The Storm

The ocean gathers himself,
shoulders raised, crazed waves
spewing from his brutal mouth, swallowing stars
as he comes. Shaken, stirred,
the shore quivers to receive him, her love.
Her lips still bruised by his gnawings, but there she goes –
there she goes into the rushing beast of the night.
In the lives of those who love each other,
the storm always come too sudden. Quick as whips,
the lightnings tear the sky in shreds; wounded
shreds to be sewn back together
by the red moon and a watchful owl.
They already know. They always knew. When it is over,
the ocean – his violent heart broken –
laps soft kisses at the shore’s fingers,
knees, dreams and never ever again. In the lives
of those who love each other, the morning after the storm
always promises to brighter; brighter than
yesterday; brighter than all those days
that furl into remorse; nameless remorse
born in the name of love;
the kind of love
that makes us rage, and destroy;
destroy everything we love.

darkening, brightening

At midnight I stretch flat on the wooden raft,
out on the lake by my father’s house.
It is August of 1999, the summer I begin to tie my hair back.

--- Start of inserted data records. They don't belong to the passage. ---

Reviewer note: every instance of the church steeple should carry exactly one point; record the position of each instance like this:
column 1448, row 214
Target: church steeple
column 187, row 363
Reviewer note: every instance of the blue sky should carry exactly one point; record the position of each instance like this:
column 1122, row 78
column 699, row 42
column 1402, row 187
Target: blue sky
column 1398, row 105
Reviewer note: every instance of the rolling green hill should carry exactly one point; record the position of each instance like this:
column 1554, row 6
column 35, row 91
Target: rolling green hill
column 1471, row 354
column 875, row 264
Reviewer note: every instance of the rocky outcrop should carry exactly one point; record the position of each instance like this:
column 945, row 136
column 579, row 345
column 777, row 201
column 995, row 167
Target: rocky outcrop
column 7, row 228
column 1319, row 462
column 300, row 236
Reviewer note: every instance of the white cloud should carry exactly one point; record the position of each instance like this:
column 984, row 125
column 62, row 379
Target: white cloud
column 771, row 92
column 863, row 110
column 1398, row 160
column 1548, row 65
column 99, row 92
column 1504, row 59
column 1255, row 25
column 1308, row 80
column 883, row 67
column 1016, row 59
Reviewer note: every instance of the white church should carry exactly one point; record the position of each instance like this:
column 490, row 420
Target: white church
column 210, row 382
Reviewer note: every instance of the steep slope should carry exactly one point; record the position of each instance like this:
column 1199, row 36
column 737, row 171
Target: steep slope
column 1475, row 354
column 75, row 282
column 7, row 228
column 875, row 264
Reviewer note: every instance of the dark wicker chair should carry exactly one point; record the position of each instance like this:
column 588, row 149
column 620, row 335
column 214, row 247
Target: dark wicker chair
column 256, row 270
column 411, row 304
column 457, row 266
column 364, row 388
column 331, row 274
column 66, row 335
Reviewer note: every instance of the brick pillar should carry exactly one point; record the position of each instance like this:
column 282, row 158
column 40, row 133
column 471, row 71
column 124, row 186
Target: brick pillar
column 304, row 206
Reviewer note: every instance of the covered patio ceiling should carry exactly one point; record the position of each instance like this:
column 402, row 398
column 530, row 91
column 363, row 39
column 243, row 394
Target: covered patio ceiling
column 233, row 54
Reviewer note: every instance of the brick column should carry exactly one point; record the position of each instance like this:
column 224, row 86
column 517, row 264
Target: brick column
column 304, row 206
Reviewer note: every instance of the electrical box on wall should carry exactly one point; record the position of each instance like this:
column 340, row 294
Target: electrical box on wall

The boy says he adores the nape of my neck.
How lovely of him to use “adores” instead of “likes”.
The grass is warm to touch, kissed by the light from stars
that are already dead.
Surely nothing that beautiful could live long.
darkening, brightening,
sixteen winks and a tulip.
Most of the time I meditate on the dark waters.
The moon is my mother.
My mother is the moon.
White as cow’s milk, round as a breast,
lactating, and sagging over me in the bluest air.

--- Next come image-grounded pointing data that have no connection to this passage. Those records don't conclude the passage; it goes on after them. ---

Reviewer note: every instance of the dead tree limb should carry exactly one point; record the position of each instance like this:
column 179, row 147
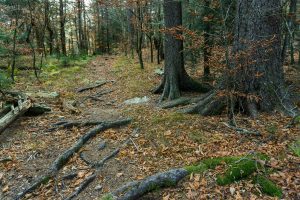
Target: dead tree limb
column 14, row 113
column 243, row 130
column 82, row 186
column 99, row 165
column 62, row 159
column 93, row 86
column 135, row 190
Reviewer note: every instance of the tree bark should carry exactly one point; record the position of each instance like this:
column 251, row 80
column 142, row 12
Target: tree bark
column 62, row 27
column 255, row 79
column 175, row 77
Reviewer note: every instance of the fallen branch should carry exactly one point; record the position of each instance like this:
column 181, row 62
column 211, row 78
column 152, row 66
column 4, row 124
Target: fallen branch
column 4, row 160
column 62, row 159
column 71, row 124
column 93, row 86
column 100, row 164
column 243, row 131
column 82, row 186
column 135, row 190
column 14, row 113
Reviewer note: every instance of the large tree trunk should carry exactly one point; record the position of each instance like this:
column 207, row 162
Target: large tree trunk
column 258, row 69
column 255, row 79
column 62, row 27
column 175, row 77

And I am that baby fattened like a little buddha.
Flower buds bloom, bloom, bloom,
until moony milk turns sour.
I wear my mother’s white silk dress without a bra.
I dance across her retina like a bright ballerina.

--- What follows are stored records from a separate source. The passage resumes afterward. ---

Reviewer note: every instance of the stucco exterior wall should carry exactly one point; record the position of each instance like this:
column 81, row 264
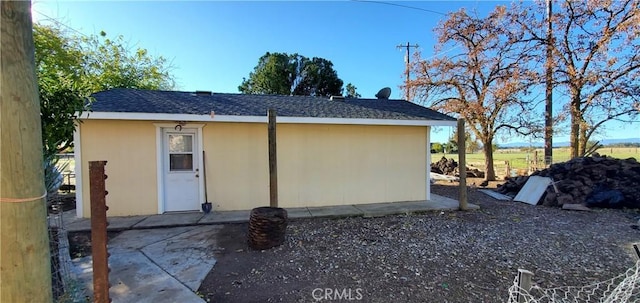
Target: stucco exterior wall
column 350, row 164
column 237, row 161
column 129, row 147
column 318, row 165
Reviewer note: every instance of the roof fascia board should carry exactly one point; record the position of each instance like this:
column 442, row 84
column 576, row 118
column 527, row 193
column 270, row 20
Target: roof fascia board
column 259, row 119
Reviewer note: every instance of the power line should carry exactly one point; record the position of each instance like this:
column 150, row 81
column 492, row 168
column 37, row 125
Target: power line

Such is the ritual to perpetuate one’s youth,
the waiting through the hot where nothing has significance.
It’s funny and a little sad,
that no one notices me gone,
moused out of the great house without triumph.
In the family room Josephine is playing the piano,
my father’s out cold at the bottom of his bottle.
Daddy’s blue and mystic hours. Daddy’s lullaby. The the husk of the house
chases me down, down the lake,
now in sight, now hidden behind a yew tree.
Dark as an eye and terribly mad. Daddy, daddy,
is that you? Or has it always been my imagination?
How I would love to believe in tenderness.
How I would love to drift into the sea,
and let the lighthouse beam sweep over me.
Not even the light from my mother’s window could reach me then.
The white light emitted from her laburnum lamp that she never turns off,
not even in her blue-capsuled sleep, her lipstick
smearing onto her sheets like old menstrual blood.
Everybody is afraid of something. I have to tell someone
about this terrifying space inside me, like the closed hollow of a bell pepper.
I hardly know myself, elbows, knees, fingernails, and those echoes!
Listen, the season is changing soon.
The boy curls up against me in the afternoons.
I think I will love him for a while.
And I will always remember. The touch
of the thighs, the damp hair, and the soft fuzz on his upper lip.
darkening, brightening,
sixteen winks and a tulip.
The shine of dead stars sweeter than any kind of love.